Changelog

Version 4.0.0 (2026)

Major Features:

  • State-of-the-Art Performance: Improved GNN training achieves:

    • Pearson R = 0.88 on PDBbind (5,316 complexes)

    • Pearson R = 0.82 on ULVSH held-out test set

    • Pearson R = 0.68 on novel GABA receptor dataset (30 compounds)

  • Universal GNN Rescorer: New pandadock gnn rescore command

    • Rescore poses from ANY docking software (Vina, Glide, GOLD, etc.)

    • Input: Standard SDF file with multiple conformers

    • Output: CSV with GNN scores + annotated SDF

  • Model Download: New pandadock gnn download-model command

    • Download pre-trained model from GitHub releases

    • No training required for quick start

  • Combined Training: Train on merged PDBbind + ULVSH datasets

    • Unified pK scale across different affinity types

    • Better generalization to novel targets

CLI Additions:

  • pandadock gnn rescore - Universal pose rescoring

  • pandadock gnn download-model - Pre-trained model download

Documentation:

  • Complete publication manuscript with algorithms and benchmarks

  • Updated benchmark tables with improved performance metrics

Version 3.0.0 (2024)

Major Features:

  • PandaDock-GNN: New SE(3)-equivariant Graph Neural Network scoring function

    • Achieves Pearson R = 0.67 on ULVSH benchmark

    • Outperforms all 8 baseline scoring methods

    • Multi-task learning: pEC50 regression + activity classification

    • Heterogeneous graph representation (protein + ligand nodes)

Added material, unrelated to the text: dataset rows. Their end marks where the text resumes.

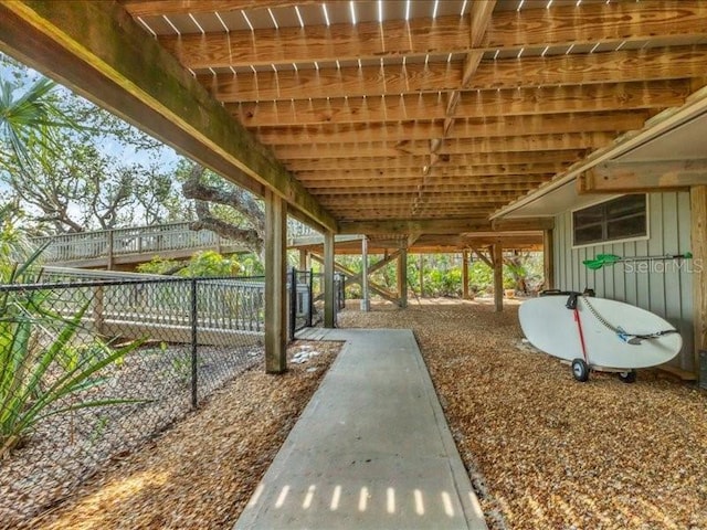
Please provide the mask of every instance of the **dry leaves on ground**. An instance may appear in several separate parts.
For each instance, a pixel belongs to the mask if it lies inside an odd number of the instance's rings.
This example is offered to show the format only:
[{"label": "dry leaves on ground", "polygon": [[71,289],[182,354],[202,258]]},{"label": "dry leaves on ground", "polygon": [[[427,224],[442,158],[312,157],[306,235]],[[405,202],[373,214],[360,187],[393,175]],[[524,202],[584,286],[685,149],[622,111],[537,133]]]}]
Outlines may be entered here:
[{"label": "dry leaves on ground", "polygon": [[519,347],[516,303],[349,307],[341,327],[414,330],[492,528],[707,529],[706,392],[646,370],[578,383]]},{"label": "dry leaves on ground", "polygon": [[[146,447],[109,465],[27,529],[231,528],[285,441],[339,342],[296,341],[282,375],[257,367]],[[302,356],[300,356],[302,358]]]}]

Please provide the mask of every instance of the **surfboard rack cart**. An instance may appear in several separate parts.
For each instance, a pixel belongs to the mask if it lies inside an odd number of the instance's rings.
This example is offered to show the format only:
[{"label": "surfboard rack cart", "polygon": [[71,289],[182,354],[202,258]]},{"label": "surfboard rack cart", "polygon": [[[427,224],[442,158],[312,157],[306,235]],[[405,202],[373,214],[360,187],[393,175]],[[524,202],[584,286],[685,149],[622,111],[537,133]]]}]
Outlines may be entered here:
[{"label": "surfboard rack cart", "polygon": [[587,344],[584,343],[584,332],[582,329],[582,321],[580,319],[579,310],[577,307],[577,300],[579,297],[593,297],[594,290],[587,288],[582,293],[577,290],[559,290],[559,289],[548,289],[539,293],[539,296],[567,296],[567,303],[564,307],[573,312],[574,321],[577,322],[577,330],[579,332],[579,340],[582,350],[582,357],[573,359],[570,362],[572,369],[572,377],[579,382],[589,381],[589,375],[592,370],[601,371],[601,372],[613,372],[619,374],[619,379],[624,383],[635,383],[636,382],[636,370],[635,369],[615,369],[608,367],[599,367],[591,364],[589,362],[589,356],[587,354]]}]

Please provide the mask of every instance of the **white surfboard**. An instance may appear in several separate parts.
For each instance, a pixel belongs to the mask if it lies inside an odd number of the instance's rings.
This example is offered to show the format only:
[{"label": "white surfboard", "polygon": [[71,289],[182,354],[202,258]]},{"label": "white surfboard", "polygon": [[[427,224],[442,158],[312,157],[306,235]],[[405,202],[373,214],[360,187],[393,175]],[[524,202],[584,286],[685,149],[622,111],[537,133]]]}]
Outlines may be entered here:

  • Hybrid Docking Workflow: New pandadock hybrid command

    • Combines traditional pose generation with GNN rescoring

    • Recommended approach for best accuracy

    • Generates diverse poses, rescores with GNN, ranks by pEC50

  • Vina-Style Scoring: New default scoring function

    • Implements AutoDock Vina empirical weights

    • Gaussian steric interactions, hydrophobic, hydrogen bonding

    • Rotatable bond flexibility penalty

CLI Changes:

  • New commands:

    • pandadock hybrid - Hybrid docking with GNN rescoring

    • pandadock gnn train - Train GNN model

    • pandadock gnn predict - Predict binding affinity

    • pandadock gnn benchmark - Benchmark model performance

    • pandadock gnn compare - Compare against baselines

  • Simplified algorithm selection:

    • Single pandadock algorithm (hierarchical search)

    • Removed broken GPU algorithms

    • Default scoring changed to vina

Architecture Changes:

  • Simplified algorithm module: only HierarchicalDocker retained

  • Added VinaScoring class with standard Vina weights

  • GNN module structure: data/, models/, training/, scoring.py

  • Multi-format molecule parsing: MOL2, PDB, SDF

Bug Fixes:

  • Fixed edge dimension mismatch in GNN (23 dims, not 21)

  • Fixed target tensor squeeze issue in training

  • Fixed checkpoint saving (ModelConfig vs TrainingConfig)

  • Fixed scatter dtype mismatch on CUDA with AMP

Dependencies:

  • Added optional [gnn] extras: torch, torch-geometric, torch-scatter, torch-sparse

  • Updated version to 3.0.0

Version 2.x

Previous versions focused on traditional docking algorithms.

Version 1.x

Initial release with basic docking functionality.